Summe, whose faculty adviser is Professor William A. Phillip, was the fifth of eight competitors to present and said, “I love the 3MT competition, which is what led me to compete in it every year for these last three years. I think that public speaking is an incredibly important skill and that every student should jump at these opportunities to develop confidence in speaking to others, and the only way to do this is to practice.” Summe was initially stunned to hear his name, but also, as he put it, “incredibly excited and deeply humbled that out of the many incredible speeches, the judges picked mine. I was then filled with incredible gratitude towards my family, friends, advisor, and lab mates who have given me guidance and support, but most importantly, I must remember that all the glory goes to God.”

2018 3mt Winner Summe With Dean Carlson 101k jpg Laura Carlson, dean of the Graduate School,
presents Mark Summe with the winning check

A well-crafted 3MT® presentation may contain some of the same elements as a stirring dramatic monologue with equal parts emotional and intellectual intensity. A great one may even include touches of comedy. As in its theatrical counterpart, a 3MT® presentation should command rapt attention from an audience. Along with the conviction and poise of its presenter, it will also succeed in setting a scene and revealing its passions.

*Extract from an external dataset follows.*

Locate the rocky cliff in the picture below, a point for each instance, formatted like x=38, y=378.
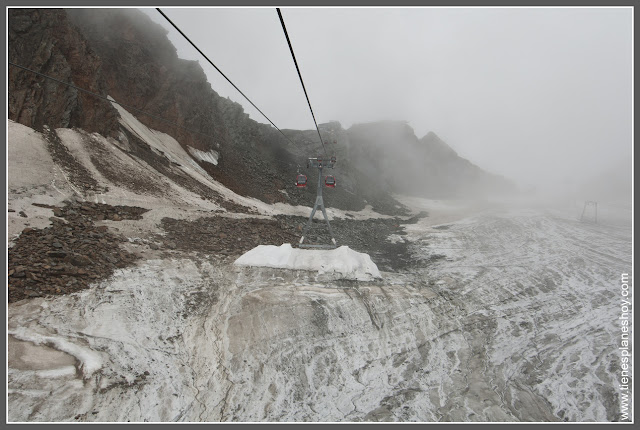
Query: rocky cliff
x=123, y=54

Summe bested the other eight finalists for a top prize of $2000. A second place prize of $1500 went to Diya Li (CBE) and $1000 to the People’s Choice winner, Xunzhao Yin (CSE).

Other finalists who competed on Monday were Matteo Bianchetti (PHIL), Elvin Morales (BIOS), Jonathan Gondalman (POLS), Whitney Liske (MATH), and Sarah Lum (CHEM).

2018 3mt Winners 160k jpg Winners Xunzhao Yin, Mark Summe and Diya Li are presented winning checks

Summe’s presentation, titled “Drinking Water From A Printer?,” told the troubling story of the world’s current water supply, where less than one percent of one percent is safe to drink and even much of that is contaminated with parasites, lead, and pharmaceutical waste. Summe designs membranes that essentially act like magnets in extracting salt and heavy metals from water. Amazingly, these membranes can be generated by your average inkjet printer by substituting more functional polymers for inks and alternate porous supports for paper.

The production of drugs can also generate dangerous and harmful molecules. Summe’s work looks to use these membranes to separate these harmful molecules so that they do not cause damage such as blindness, for example, during treatments, but also so that they do not further pollute that already limited water supply.

2018 3mt Winners W Dean Carlson Judges 339k jpg People’s choice winner Xunzhao Yin, judge Lionel Pittman, judge Bryan Ritchie, winner Mark Summe, Dean and judge Laura Carlson, second place finisher Diya Li, judge Karen Bradley, judge Lisa Michaels

As the evening came to a close with a lively reception immediately following the competition, Summe said, “When I first heard of the 3MT competition many years ago, I had hoped it would come to Notre Dame because I think it is such a wonderful opportunity, one which every student should participate in at some time.” Summe added, “I wish everyone who will be competing the best of luck, and I look forward to seeing how well next year’s graduate students do.”